I have wounds from past relationships. I’ve been emotionally and verbally abused. Those gaping raw spots in my psyche cause me to build walls when I feel that energy around me. I can’t tolerate Facebook, and I have difficulty even talking to some people. I don’t want to go there again. I don’t want to be a victim and feel that pain. But I know that I had a part in those relationships. I didn’t know how to deal effectively with that situation, and I participated in it. Now I have tools to deal with those kinds of people but I’m not real sure of myself. There is a part of me inside that is still terrified if I let you near me, you will rip my heart out again. So, what do I do? I cut you out first. I build my wall. And nobody pays more for it than me.

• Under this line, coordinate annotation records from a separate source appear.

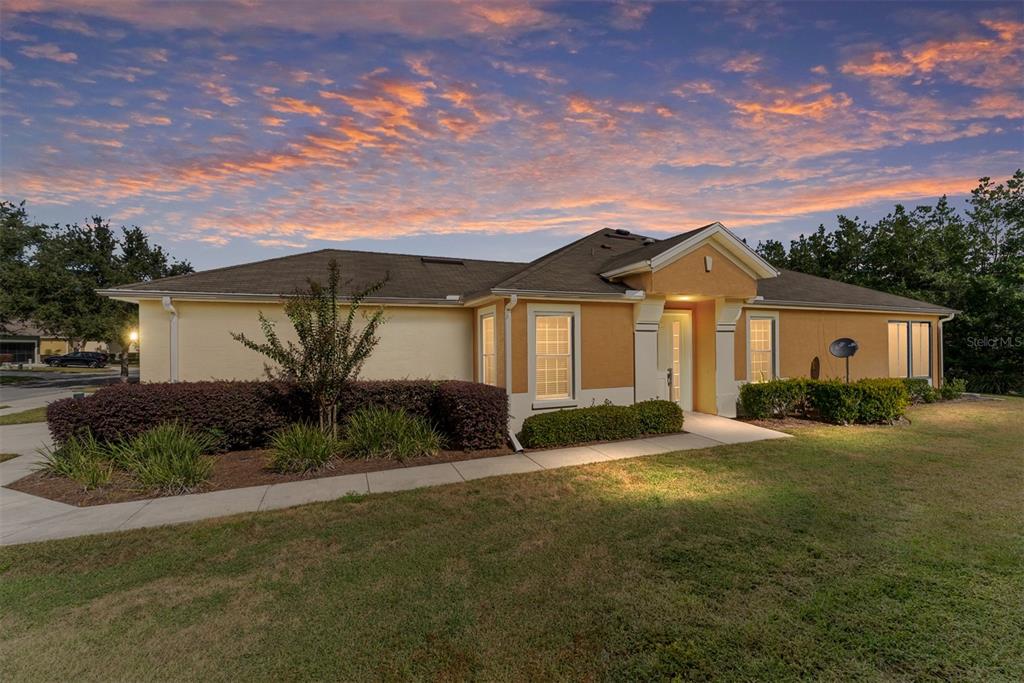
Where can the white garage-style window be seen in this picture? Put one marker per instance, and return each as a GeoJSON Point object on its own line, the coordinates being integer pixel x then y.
{"type": "Point", "coordinates": [554, 354]}
{"type": "Point", "coordinates": [909, 349]}
{"type": "Point", "coordinates": [486, 347]}
{"type": "Point", "coordinates": [762, 347]}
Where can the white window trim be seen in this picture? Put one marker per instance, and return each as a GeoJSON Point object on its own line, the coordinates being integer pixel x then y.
{"type": "Point", "coordinates": [532, 310]}
{"type": "Point", "coordinates": [909, 323]}
{"type": "Point", "coordinates": [764, 315]}
{"type": "Point", "coordinates": [480, 314]}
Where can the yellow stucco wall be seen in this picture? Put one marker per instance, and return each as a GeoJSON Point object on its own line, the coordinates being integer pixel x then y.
{"type": "Point", "coordinates": [687, 275]}
{"type": "Point", "coordinates": [606, 345]}
{"type": "Point", "coordinates": [416, 342]}
{"type": "Point", "coordinates": [805, 334]}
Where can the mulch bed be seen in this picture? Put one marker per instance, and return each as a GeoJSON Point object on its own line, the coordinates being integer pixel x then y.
{"type": "Point", "coordinates": [231, 470]}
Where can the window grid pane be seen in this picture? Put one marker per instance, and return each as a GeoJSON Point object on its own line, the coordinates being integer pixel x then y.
{"type": "Point", "coordinates": [488, 367]}
{"type": "Point", "coordinates": [898, 349]}
{"type": "Point", "coordinates": [553, 352]}
{"type": "Point", "coordinates": [677, 391]}
{"type": "Point", "coordinates": [921, 349]}
{"type": "Point", "coordinates": [762, 353]}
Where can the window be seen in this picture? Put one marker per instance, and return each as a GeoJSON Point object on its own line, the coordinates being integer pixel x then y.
{"type": "Point", "coordinates": [553, 339]}
{"type": "Point", "coordinates": [909, 349]}
{"type": "Point", "coordinates": [761, 333]}
{"type": "Point", "coordinates": [677, 363]}
{"type": "Point", "coordinates": [488, 357]}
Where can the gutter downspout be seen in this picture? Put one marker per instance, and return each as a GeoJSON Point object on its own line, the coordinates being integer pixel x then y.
{"type": "Point", "coordinates": [513, 300]}
{"type": "Point", "coordinates": [169, 307]}
{"type": "Point", "coordinates": [942, 345]}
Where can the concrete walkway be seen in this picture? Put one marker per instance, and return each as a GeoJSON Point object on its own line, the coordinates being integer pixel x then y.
{"type": "Point", "coordinates": [26, 518]}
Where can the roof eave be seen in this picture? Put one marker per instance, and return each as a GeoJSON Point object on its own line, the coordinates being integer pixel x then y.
{"type": "Point", "coordinates": [134, 295]}
{"type": "Point", "coordinates": [772, 303]}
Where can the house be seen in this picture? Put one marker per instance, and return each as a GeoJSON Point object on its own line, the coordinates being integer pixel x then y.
{"type": "Point", "coordinates": [611, 316]}
{"type": "Point", "coordinates": [24, 341]}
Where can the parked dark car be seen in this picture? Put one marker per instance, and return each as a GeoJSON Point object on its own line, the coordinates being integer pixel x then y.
{"type": "Point", "coordinates": [79, 358]}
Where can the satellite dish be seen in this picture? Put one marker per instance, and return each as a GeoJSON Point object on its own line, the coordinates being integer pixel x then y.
{"type": "Point", "coordinates": [843, 347]}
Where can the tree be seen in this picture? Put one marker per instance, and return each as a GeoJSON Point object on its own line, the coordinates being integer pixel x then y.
{"type": "Point", "coordinates": [49, 274]}
{"type": "Point", "coordinates": [973, 263]}
{"type": "Point", "coordinates": [330, 350]}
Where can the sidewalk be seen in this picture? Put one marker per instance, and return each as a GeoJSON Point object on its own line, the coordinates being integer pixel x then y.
{"type": "Point", "coordinates": [26, 518]}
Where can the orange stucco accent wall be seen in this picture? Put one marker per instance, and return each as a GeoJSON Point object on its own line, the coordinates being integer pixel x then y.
{"type": "Point", "coordinates": [606, 346]}
{"type": "Point", "coordinates": [806, 334]}
{"type": "Point", "coordinates": [686, 275]}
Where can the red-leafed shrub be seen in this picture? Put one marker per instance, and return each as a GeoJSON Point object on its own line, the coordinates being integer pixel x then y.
{"type": "Point", "coordinates": [472, 416]}
{"type": "Point", "coordinates": [244, 415]}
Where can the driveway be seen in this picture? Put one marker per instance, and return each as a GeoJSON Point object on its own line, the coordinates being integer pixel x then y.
{"type": "Point", "coordinates": [37, 384]}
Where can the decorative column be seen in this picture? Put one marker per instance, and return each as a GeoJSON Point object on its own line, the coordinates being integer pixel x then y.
{"type": "Point", "coordinates": [726, 390]}
{"type": "Point", "coordinates": [647, 381]}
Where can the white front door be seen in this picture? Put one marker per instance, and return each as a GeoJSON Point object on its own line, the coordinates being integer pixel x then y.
{"type": "Point", "coordinates": [675, 356]}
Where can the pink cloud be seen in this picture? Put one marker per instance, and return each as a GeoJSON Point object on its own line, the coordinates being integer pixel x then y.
{"type": "Point", "coordinates": [48, 51]}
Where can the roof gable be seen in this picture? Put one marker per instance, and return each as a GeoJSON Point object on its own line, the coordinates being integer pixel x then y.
{"type": "Point", "coordinates": [664, 252]}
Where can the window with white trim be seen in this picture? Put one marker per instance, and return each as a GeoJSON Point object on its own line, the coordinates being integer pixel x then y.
{"type": "Point", "coordinates": [553, 356]}
{"type": "Point", "coordinates": [909, 348]}
{"type": "Point", "coordinates": [761, 342]}
{"type": "Point", "coordinates": [488, 350]}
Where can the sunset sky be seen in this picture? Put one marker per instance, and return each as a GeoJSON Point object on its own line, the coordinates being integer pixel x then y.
{"type": "Point", "coordinates": [242, 130]}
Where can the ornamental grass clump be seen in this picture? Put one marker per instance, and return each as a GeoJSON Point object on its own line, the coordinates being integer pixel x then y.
{"type": "Point", "coordinates": [80, 459]}
{"type": "Point", "coordinates": [380, 432]}
{"type": "Point", "coordinates": [170, 458]}
{"type": "Point", "coordinates": [302, 447]}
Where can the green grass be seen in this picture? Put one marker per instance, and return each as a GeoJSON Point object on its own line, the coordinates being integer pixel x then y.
{"type": "Point", "coordinates": [25, 417]}
{"type": "Point", "coordinates": [882, 553]}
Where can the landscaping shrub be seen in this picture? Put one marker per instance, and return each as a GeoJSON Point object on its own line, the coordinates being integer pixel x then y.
{"type": "Point", "coordinates": [472, 416]}
{"type": "Point", "coordinates": [380, 432]}
{"type": "Point", "coordinates": [951, 389]}
{"type": "Point", "coordinates": [245, 415]}
{"type": "Point", "coordinates": [171, 457]}
{"type": "Point", "coordinates": [775, 398]}
{"type": "Point", "coordinates": [301, 447]}
{"type": "Point", "coordinates": [921, 391]}
{"type": "Point", "coordinates": [658, 417]}
{"type": "Point", "coordinates": [81, 459]}
{"type": "Point", "coordinates": [864, 401]}
{"type": "Point", "coordinates": [834, 400]}
{"type": "Point", "coordinates": [600, 423]}
{"type": "Point", "coordinates": [881, 400]}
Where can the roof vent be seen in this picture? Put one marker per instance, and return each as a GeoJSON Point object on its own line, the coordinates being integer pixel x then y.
{"type": "Point", "coordinates": [441, 259]}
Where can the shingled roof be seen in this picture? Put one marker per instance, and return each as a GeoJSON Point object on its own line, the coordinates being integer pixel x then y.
{"type": "Point", "coordinates": [408, 276]}
{"type": "Point", "coordinates": [800, 289]}
{"type": "Point", "coordinates": [572, 269]}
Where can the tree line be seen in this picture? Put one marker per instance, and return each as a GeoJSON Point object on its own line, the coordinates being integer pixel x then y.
{"type": "Point", "coordinates": [970, 260]}
{"type": "Point", "coordinates": [49, 275]}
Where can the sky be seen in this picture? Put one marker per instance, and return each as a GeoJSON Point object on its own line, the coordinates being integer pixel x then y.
{"type": "Point", "coordinates": [235, 131]}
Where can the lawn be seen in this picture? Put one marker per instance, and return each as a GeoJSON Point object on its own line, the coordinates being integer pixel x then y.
{"type": "Point", "coordinates": [845, 553]}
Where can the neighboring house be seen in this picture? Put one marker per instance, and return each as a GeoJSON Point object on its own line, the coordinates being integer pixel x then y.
{"type": "Point", "coordinates": [25, 342]}
{"type": "Point", "coordinates": [611, 316]}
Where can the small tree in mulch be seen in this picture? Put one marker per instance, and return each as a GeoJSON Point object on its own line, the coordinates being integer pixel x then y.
{"type": "Point", "coordinates": [331, 347]}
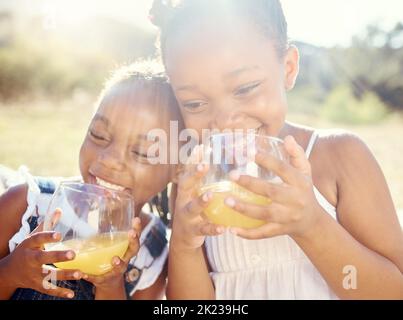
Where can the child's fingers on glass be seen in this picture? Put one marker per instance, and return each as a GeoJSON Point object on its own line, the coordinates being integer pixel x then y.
{"type": "Point", "coordinates": [209, 229]}
{"type": "Point", "coordinates": [136, 225]}
{"type": "Point", "coordinates": [196, 206]}
{"type": "Point", "coordinates": [48, 257]}
{"type": "Point", "coordinates": [68, 274]}
{"type": "Point", "coordinates": [37, 240]}
{"type": "Point", "coordinates": [282, 169]}
{"type": "Point", "coordinates": [119, 266]}
{"type": "Point", "coordinates": [57, 291]}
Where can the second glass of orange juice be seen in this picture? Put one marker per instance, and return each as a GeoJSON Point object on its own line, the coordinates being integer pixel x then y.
{"type": "Point", "coordinates": [236, 151]}
{"type": "Point", "coordinates": [94, 224]}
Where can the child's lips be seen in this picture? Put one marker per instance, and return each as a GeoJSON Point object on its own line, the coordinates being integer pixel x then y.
{"type": "Point", "coordinates": [104, 183]}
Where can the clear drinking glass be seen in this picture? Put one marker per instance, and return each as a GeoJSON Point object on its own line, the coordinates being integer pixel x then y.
{"type": "Point", "coordinates": [94, 224]}
{"type": "Point", "coordinates": [231, 151]}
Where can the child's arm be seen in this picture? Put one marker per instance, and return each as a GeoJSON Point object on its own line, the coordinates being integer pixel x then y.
{"type": "Point", "coordinates": [369, 237]}
{"type": "Point", "coordinates": [367, 243]}
{"type": "Point", "coordinates": [13, 204]}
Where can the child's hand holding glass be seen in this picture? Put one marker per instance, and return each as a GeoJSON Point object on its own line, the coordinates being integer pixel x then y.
{"type": "Point", "coordinates": [293, 208]}
{"type": "Point", "coordinates": [35, 274]}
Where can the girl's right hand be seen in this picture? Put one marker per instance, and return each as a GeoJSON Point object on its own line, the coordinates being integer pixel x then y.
{"type": "Point", "coordinates": [24, 267]}
{"type": "Point", "coordinates": [190, 227]}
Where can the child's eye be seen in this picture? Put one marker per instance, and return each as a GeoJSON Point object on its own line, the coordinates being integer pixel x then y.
{"type": "Point", "coordinates": [244, 90]}
{"type": "Point", "coordinates": [194, 105]}
{"type": "Point", "coordinates": [140, 154]}
{"type": "Point", "coordinates": [97, 136]}
{"type": "Point", "coordinates": [143, 157]}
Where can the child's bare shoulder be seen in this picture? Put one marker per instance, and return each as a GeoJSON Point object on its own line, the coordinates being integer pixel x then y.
{"type": "Point", "coordinates": [344, 149]}
{"type": "Point", "coordinates": [13, 204]}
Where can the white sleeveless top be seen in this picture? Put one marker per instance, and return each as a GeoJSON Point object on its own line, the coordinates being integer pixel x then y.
{"type": "Point", "coordinates": [274, 268]}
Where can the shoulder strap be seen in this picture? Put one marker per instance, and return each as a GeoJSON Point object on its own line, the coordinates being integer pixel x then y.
{"type": "Point", "coordinates": [311, 143]}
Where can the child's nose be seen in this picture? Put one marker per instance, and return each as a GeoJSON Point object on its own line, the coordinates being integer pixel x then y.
{"type": "Point", "coordinates": [227, 119]}
{"type": "Point", "coordinates": [112, 159]}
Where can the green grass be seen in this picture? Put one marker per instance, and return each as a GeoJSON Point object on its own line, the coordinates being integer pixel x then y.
{"type": "Point", "coordinates": [47, 139]}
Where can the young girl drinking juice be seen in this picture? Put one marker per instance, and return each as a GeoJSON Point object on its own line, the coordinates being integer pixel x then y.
{"type": "Point", "coordinates": [114, 155]}
{"type": "Point", "coordinates": [331, 229]}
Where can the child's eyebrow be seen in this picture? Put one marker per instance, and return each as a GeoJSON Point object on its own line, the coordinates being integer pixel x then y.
{"type": "Point", "coordinates": [101, 118]}
{"type": "Point", "coordinates": [238, 71]}
{"type": "Point", "coordinates": [186, 88]}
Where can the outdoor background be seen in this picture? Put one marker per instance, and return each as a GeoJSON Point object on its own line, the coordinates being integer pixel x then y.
{"type": "Point", "coordinates": [55, 56]}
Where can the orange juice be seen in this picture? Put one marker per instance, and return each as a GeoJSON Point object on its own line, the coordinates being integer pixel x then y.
{"type": "Point", "coordinates": [219, 213]}
{"type": "Point", "coordinates": [93, 255]}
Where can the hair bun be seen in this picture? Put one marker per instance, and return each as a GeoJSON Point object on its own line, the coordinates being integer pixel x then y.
{"type": "Point", "coordinates": [160, 12]}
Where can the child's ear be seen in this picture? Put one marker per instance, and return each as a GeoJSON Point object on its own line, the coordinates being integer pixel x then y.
{"type": "Point", "coordinates": [291, 62]}
{"type": "Point", "coordinates": [175, 172]}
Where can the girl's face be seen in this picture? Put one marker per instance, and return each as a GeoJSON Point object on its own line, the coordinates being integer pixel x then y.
{"type": "Point", "coordinates": [114, 152]}
{"type": "Point", "coordinates": [229, 76]}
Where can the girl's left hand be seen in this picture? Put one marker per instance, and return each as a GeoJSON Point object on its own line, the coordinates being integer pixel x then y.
{"type": "Point", "coordinates": [294, 208]}
{"type": "Point", "coordinates": [114, 278]}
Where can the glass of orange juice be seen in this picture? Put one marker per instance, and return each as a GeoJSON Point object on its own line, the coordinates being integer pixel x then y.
{"type": "Point", "coordinates": [94, 224]}
{"type": "Point", "coordinates": [236, 151]}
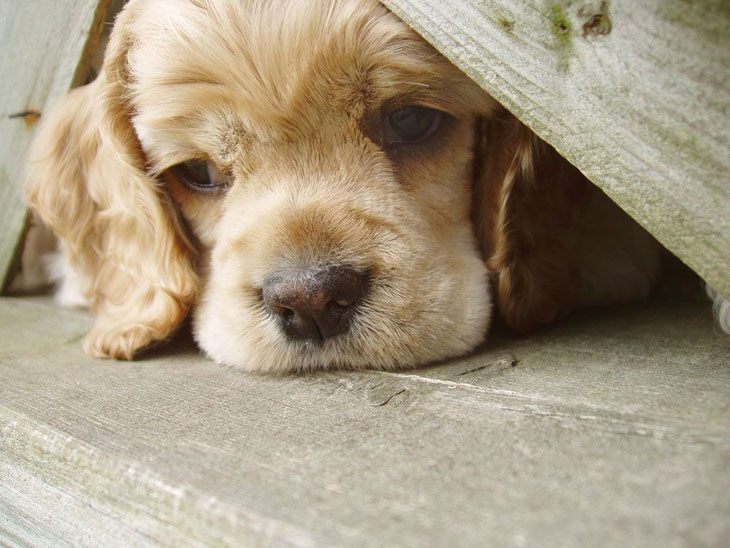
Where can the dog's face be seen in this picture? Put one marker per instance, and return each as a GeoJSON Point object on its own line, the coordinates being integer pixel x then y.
{"type": "Point", "coordinates": [322, 155]}
{"type": "Point", "coordinates": [319, 157]}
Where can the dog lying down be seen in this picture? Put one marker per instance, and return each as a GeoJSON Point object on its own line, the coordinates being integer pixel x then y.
{"type": "Point", "coordinates": [318, 187]}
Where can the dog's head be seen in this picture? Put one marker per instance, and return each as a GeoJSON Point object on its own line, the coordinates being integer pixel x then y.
{"type": "Point", "coordinates": [300, 173]}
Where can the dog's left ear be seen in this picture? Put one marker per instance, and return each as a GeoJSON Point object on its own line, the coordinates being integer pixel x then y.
{"type": "Point", "coordinates": [87, 180]}
{"type": "Point", "coordinates": [524, 202]}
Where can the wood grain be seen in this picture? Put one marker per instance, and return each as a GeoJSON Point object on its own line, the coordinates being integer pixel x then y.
{"type": "Point", "coordinates": [634, 94]}
{"type": "Point", "coordinates": [611, 426]}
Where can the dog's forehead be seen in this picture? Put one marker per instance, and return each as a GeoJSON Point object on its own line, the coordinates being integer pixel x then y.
{"type": "Point", "coordinates": [281, 61]}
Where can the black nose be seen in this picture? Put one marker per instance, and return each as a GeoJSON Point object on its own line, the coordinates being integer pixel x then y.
{"type": "Point", "coordinates": [314, 304]}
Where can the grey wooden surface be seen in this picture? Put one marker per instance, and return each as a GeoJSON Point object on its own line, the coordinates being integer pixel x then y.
{"type": "Point", "coordinates": [635, 94]}
{"type": "Point", "coordinates": [611, 429]}
{"type": "Point", "coordinates": [45, 49]}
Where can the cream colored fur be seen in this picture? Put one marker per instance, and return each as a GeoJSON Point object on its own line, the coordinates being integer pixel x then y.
{"type": "Point", "coordinates": [284, 97]}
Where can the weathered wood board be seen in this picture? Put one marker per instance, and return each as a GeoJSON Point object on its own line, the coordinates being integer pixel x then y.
{"type": "Point", "coordinates": [635, 94]}
{"type": "Point", "coordinates": [45, 49]}
{"type": "Point", "coordinates": [612, 429]}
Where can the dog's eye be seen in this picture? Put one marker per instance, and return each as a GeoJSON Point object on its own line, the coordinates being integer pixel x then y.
{"type": "Point", "coordinates": [411, 125]}
{"type": "Point", "coordinates": [200, 175]}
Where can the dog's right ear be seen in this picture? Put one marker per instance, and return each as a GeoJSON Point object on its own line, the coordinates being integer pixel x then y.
{"type": "Point", "coordinates": [524, 200]}
{"type": "Point", "coordinates": [86, 179]}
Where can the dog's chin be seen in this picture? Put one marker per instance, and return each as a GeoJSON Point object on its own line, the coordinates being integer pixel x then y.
{"type": "Point", "coordinates": [449, 321]}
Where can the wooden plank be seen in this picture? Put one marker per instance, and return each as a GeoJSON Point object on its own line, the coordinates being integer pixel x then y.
{"type": "Point", "coordinates": [47, 46]}
{"type": "Point", "coordinates": [618, 439]}
{"type": "Point", "coordinates": [635, 94]}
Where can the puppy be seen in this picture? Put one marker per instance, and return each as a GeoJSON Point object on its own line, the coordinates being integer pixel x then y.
{"type": "Point", "coordinates": [318, 187]}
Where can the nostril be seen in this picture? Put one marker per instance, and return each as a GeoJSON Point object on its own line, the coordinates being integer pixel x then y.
{"type": "Point", "coordinates": [314, 303]}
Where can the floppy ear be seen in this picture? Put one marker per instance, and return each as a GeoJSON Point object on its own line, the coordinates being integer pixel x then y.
{"type": "Point", "coordinates": [86, 179]}
{"type": "Point", "coordinates": [524, 203]}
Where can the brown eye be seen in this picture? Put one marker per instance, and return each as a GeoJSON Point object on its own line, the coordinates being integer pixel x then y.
{"type": "Point", "coordinates": [411, 125]}
{"type": "Point", "coordinates": [200, 175]}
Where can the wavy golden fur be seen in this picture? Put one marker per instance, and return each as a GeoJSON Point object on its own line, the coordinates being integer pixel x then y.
{"type": "Point", "coordinates": [285, 98]}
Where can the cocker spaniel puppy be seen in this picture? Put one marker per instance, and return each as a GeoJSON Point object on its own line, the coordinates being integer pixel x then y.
{"type": "Point", "coordinates": [318, 187]}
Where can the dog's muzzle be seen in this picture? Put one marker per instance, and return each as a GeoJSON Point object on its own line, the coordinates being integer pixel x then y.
{"type": "Point", "coordinates": [314, 304]}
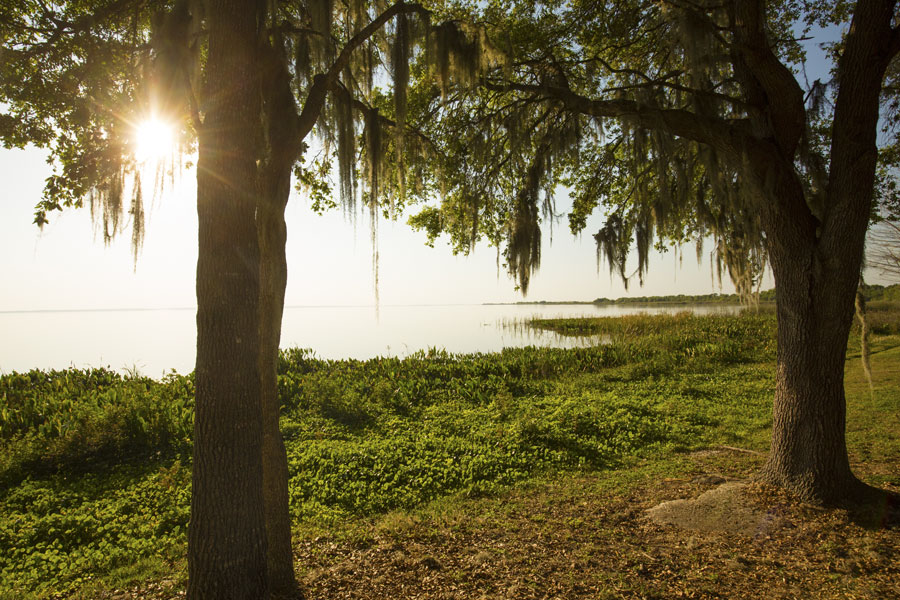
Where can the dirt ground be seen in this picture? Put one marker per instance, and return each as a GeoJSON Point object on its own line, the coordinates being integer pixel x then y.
{"type": "Point", "coordinates": [578, 537]}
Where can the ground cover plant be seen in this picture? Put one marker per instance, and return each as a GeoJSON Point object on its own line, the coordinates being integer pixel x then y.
{"type": "Point", "coordinates": [421, 454]}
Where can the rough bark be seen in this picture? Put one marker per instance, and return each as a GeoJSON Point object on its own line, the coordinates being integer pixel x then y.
{"type": "Point", "coordinates": [281, 149]}
{"type": "Point", "coordinates": [226, 539]}
{"type": "Point", "coordinates": [816, 266]}
{"type": "Point", "coordinates": [273, 278]}
{"type": "Point", "coordinates": [815, 251]}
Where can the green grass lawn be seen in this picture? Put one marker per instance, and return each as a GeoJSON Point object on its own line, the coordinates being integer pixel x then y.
{"type": "Point", "coordinates": [95, 467]}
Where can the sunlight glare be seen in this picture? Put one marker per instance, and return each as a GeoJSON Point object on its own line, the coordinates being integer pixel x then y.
{"type": "Point", "coordinates": [154, 140]}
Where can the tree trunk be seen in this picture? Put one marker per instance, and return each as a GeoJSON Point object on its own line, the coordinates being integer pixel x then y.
{"type": "Point", "coordinates": [808, 454]}
{"type": "Point", "coordinates": [226, 540]}
{"type": "Point", "coordinates": [281, 149]}
{"type": "Point", "coordinates": [272, 235]}
{"type": "Point", "coordinates": [815, 245]}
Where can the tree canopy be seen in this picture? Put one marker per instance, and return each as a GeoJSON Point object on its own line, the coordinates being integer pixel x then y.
{"type": "Point", "coordinates": [640, 109]}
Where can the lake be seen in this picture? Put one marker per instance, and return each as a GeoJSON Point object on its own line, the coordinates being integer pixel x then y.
{"type": "Point", "coordinates": [157, 341]}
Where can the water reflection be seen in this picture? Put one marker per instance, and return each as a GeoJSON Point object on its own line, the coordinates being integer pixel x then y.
{"type": "Point", "coordinates": [157, 341]}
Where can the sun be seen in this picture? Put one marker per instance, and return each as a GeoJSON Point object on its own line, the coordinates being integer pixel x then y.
{"type": "Point", "coordinates": [154, 140]}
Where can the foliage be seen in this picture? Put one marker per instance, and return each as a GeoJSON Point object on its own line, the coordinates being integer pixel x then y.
{"type": "Point", "coordinates": [61, 421]}
{"type": "Point", "coordinates": [363, 437]}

I feel like I’m protecting myself, but I’m not. I’m just hurting myself in a different way. The wall gets thicker, and I get less connected. And if I really think about the “you spot it you got it” rationale, the reason it ticks me off so much that you talk to me that way is that you built a wall, too. Your wall is a wall of words that makes me less human so that my very being doesn’t call into question who you are. If you are railing at me, you can’t look at yourself. So, you build your wall, and I build mine. We judge and we seeth and we bleed from the inside. We both lose, and neither of us learns anything. Everybody pays.
I wish I could end this blog saying I’ve resolved this, but I haven’t. I’m grappling with my judgment. I’m bleeding from your judgment of me. I’m afraid of a world that is building walls faster than we are mending hearts. The word that keeps coming up for me is compassion. So I am grappling with how to be compassionate when I am scared of getting hurt. I sort of feel safe behind my wall. I’m struggling with how to be compassionate with myself for my own shortcomings. I want to be compassionate with you because I want you to be compassionate with me. I know that neither of us is anywhere near perfect.
It is an intrinsic human trait, and a deep responsibility, I think, to be an organ and a blade. But, learning to forgive ourselves and others because we have not chosen wisely is what makes us most human.